Friday, March 26, 2010

A Dozen or so Things About the Real World

Moms Mabley told it like it was in her own special way. Photo courtesy of UPI.

HEAD’S UP: Yours Truly is still in North Louisiana trying to be the best patient advocate possible for my ailing Ma Ma. I arrived a few days after Old Girl was admitted to hospital on 31 January in atrocious shape. While much better, she is not yet well enough for me to return to Gotham where there are at least eight million stories. Dutiful daughter that I am, I remain in the southern branch of the family seat. Happily, I do have stories. And I plan to tell them.

THOSE of us who live in the swankier areas of New York City – that is certain neighborhoods in Manhattan – reside in a bubble. We’re more spoiled demanding, entitled and impatient, because the world is our oyster and we want it now. We have just about every convenience at our fingertips. We’re more liberal. And more nuanced in our politics. More educated. Affluent. More health-conscious and environmentally friendly. More passionate amount human rights and animal rights. We’re more hemmed in and uptight because land and space go for a premium. We walk more. Drive less. And watch less TV. And we’re more removed from the reality of who we are as a nation than are our fellow Americans elsewhere, except for perhaps, Los Angeles. In fact, many of us (me excluded) describe ourselves as New Yorkers, not Americans.
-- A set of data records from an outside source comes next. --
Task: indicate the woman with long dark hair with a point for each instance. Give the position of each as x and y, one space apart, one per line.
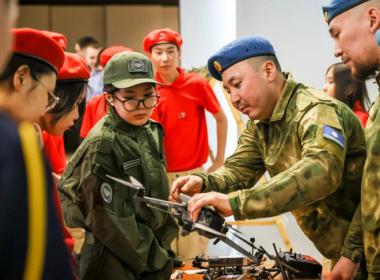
341 85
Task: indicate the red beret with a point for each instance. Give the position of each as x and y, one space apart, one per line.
109 52
74 68
35 44
58 37
160 36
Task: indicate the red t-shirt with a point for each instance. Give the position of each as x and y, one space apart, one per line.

Often enough over the years – especially those spent abroad – I’ve declared to any number of people that New York and Los Angeles are not America. I’ve encouraged scores to visit the “flyover” states to get the flavor of the real America, probably the one that Sarah Palin often waxes about. I have been in the real America – where I grew up – for about six weeks. It’s a strangely wonderful place and a wonderfully strange place, or so I have observed:

1. A lot of fuel can be conserved, and it would benefit the environment if there were fewer drive-ins where motorists sometimes wait in long lines with engines running. The scene plays out daily at pharmacies, liquor stores and banks;

2. According to the National Automobile Dealers Association, trucks made up 48.4 of passenger vehicle sales in 2008 (the last year for which statistics are available). Yet here it seems that every two out of three is a truck, CUV or SUV. Why so many trucks on the road? Hauling things? People?
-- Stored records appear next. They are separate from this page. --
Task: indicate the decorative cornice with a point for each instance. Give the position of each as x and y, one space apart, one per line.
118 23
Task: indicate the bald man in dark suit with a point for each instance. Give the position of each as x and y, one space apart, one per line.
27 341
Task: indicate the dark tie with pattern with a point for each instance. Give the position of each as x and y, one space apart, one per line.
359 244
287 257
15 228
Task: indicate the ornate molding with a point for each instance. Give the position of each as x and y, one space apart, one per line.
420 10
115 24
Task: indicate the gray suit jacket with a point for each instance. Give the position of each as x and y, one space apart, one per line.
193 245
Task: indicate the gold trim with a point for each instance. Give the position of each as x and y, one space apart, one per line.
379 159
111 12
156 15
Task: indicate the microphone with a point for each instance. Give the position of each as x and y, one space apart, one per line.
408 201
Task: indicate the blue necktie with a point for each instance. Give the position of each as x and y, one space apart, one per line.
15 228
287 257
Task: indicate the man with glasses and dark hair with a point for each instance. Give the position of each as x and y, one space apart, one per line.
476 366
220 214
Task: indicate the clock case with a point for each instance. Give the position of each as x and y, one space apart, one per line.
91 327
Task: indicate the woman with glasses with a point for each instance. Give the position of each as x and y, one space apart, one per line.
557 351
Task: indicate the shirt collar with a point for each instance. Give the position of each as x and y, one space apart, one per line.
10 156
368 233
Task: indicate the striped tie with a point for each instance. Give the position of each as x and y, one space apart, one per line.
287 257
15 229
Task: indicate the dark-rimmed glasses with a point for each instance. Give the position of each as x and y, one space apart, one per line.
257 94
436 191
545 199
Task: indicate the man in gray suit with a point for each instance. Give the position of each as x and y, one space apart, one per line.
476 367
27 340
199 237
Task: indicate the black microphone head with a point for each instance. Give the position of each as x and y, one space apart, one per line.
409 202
3. Is it my imagination or is there a daquiri emporium on every other corner in the business district?

4. I have not imagined the lone Starbucks in town;

5. Nor have I imagined the payday loan centers and cash-checking stores at virtually every shopping center and strip mall;


6. At least two dentists have a thriving practice doing nothing but dentures. Only about half of their clients are senior citizens.

7. Plenty of reasonable folk will drive around a parking lot for as long as 10 minutes to get a spot three spaces closer to the door than the one they passed up;

8. It's disconcerting to run the car air conditioner on sunny days between about noon and 4 p.m. when the air temps are only in the mid to high 60s. In the car I’m burning up. Outside the car I’m chilly.

9. Sparkling wine (not Champagne) – my alcoholic beverage of choice – is costly, even the Korbels of the world. $12-plus in some quarters. Are you serious?! I’ve been kickin’ it with J. Roget and formerly, Andre;

10. The mall is still the new town square. It is home to merchants, shoppers, trees, flowers, plants, benches, ponds, waterfalls, walkers, etc. At Pecanland Mall, one can relax and enjoy the scenery with no interference from wind/rain/snow/heat/cold;

11. In busy, bustling New York, walk down the street and no one will likely notice or register that they do. In Monroe, walk amongst the public fully clothed but looking remotely “otherworldly” and you will be met by open, bald, shameless stares and whispers. Note to self: Next trip leave the boots and cropped leggings at home.

12. Some people don’t use voicemail. “Didn’t you see the missed call,” asked the cashier at Firestone Complete Auto Care when I inquired why he didn’t phone me (the subtext being that if you got my voicemail you should have left a message) about an issue with a tire. I saw the missed call and immediately checked my voicemail. Silly me, I didn’t phone the number because I concluded that it was probably someone who’d concluded they’d dialed the wrong number and hung up. This I explained to the cashier. “You not from here, are you?” he asked.

13. In Wal-Mart someone stole my shopping cart. The thief actually removed my items and made off with it while I was searching for plums. Serves me right for not living up to my convictions. I felt dirty, too, owing to my self-imposed boycott. Why? Because of the chain’s labor issues, mainly low wages and anti-union activities. And there is that business about requiring shoppers to show their receipts before they leave the store.

14. And finally this, which can happen even in New York, could not go unremarked on just because ...: My mother – bless her heart – was a cougar long before the term was coined. Methinks one of her mantra’s could be summed up in the words of the late great comedian Moms Mabley: "There ain't nothing an old man can do for me but bring me a message from a young one." … The other day she gave her late-30/early 40-something dentist to know that he was cute. “May I have a date,” the senior citizen asked as pretty as you please. Dr. P. did not say yes, nor did he say no. Hmmm.